Has the Price of E-Books Really Increased?
By Jeremy Greenfield, Editorial Director, Digital Book World, @JDGsaid
While the price of e-readers has come down dramatically in the past several years, the price of e-books is reportedly edging up.
According to The Wall Street Journal, owners of new e-readers who unwrap them on Christmas morning will face “sticker shock” at the price of books.
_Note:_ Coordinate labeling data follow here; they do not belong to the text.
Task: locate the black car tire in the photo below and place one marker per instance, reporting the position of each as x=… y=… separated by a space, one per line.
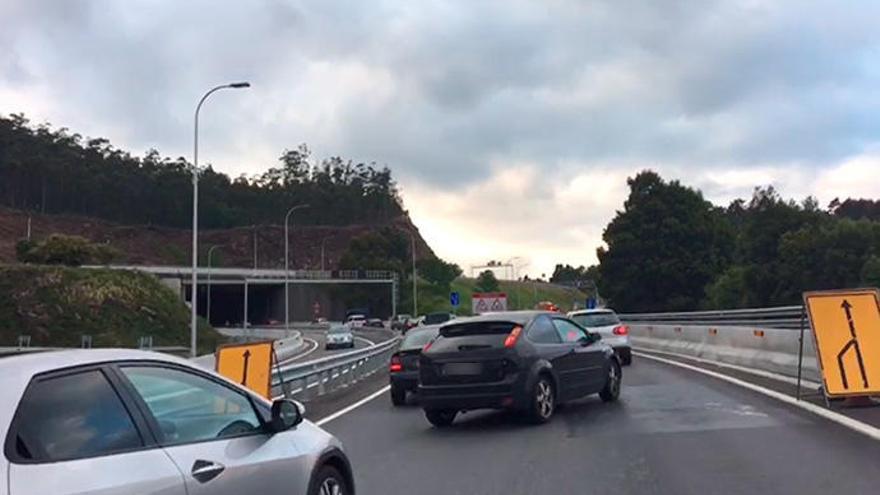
x=398 y=396
x=611 y=391
x=327 y=478
x=441 y=418
x=625 y=356
x=542 y=401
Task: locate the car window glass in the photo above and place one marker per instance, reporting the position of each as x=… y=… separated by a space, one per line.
x=543 y=332
x=191 y=408
x=418 y=338
x=73 y=416
x=602 y=319
x=568 y=331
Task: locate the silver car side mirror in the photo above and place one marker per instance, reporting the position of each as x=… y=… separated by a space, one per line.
x=286 y=414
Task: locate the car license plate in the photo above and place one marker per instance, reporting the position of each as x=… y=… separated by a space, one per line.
x=462 y=369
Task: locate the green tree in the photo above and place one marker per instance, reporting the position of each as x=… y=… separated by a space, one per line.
x=486 y=282
x=438 y=272
x=766 y=273
x=53 y=171
x=871 y=272
x=70 y=250
x=664 y=248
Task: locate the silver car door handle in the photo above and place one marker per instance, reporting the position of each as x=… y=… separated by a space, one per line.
x=205 y=471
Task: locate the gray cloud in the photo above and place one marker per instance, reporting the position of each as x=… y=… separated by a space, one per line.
x=444 y=91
In some cases, WSJ points out, e-books are priced higher than their print counterparts.
While there are isolated cases of e-books costing more than print books, overall, the price of e-books has dropped by 11% since 2009, according to the WSJ report.
Isolated cases and macro-trends aside, for most of the books that people buy, the price has actually dropped significantly since last Christmas.
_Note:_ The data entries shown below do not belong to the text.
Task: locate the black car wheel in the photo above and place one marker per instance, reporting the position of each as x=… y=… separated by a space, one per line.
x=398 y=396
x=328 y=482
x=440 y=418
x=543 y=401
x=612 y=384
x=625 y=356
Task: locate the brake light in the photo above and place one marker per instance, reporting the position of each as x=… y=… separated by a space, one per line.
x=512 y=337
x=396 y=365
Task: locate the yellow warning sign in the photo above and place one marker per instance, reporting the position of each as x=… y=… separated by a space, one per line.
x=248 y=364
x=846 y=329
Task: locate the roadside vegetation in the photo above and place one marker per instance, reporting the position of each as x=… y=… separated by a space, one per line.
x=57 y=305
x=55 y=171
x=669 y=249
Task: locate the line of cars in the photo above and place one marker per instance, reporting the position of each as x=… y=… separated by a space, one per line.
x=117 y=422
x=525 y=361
The average price of an Amazon Kindle best-seller on Christmas day 2010 was $8.21 and 17 of the 100 books on the list were priced $2.99 or lower, according to data provided by e-Book Market View.
Since then, average price has decreased appreciably. As of December 14, 2011, the average price of a book on the same list was $7.08, a 14% decrease, and 35 of the 100 books on the list were priced $2.99 or lower.
The average price of an Amazon print best-seller is currently $15.08 and there are no books on that list priced at $2.99 or below.
To be sure, the number of books on the Kindle best-seller list priced at $10 or higher has increased since last Christmas from 22 to 32, meaning that more higher-priced books are being sold on the device.
Still, it bears pointing out that the top-selling book on the Kindle best-sellers list on December 14, 2011 was The Grail Conspiracy (A Cotton Stone Mystery) from Woodbury, Minn.-based publisher Midnight Ink, priced at $0.99. The book was promoted as a Kindle Daily Deal on the Amazon landing page.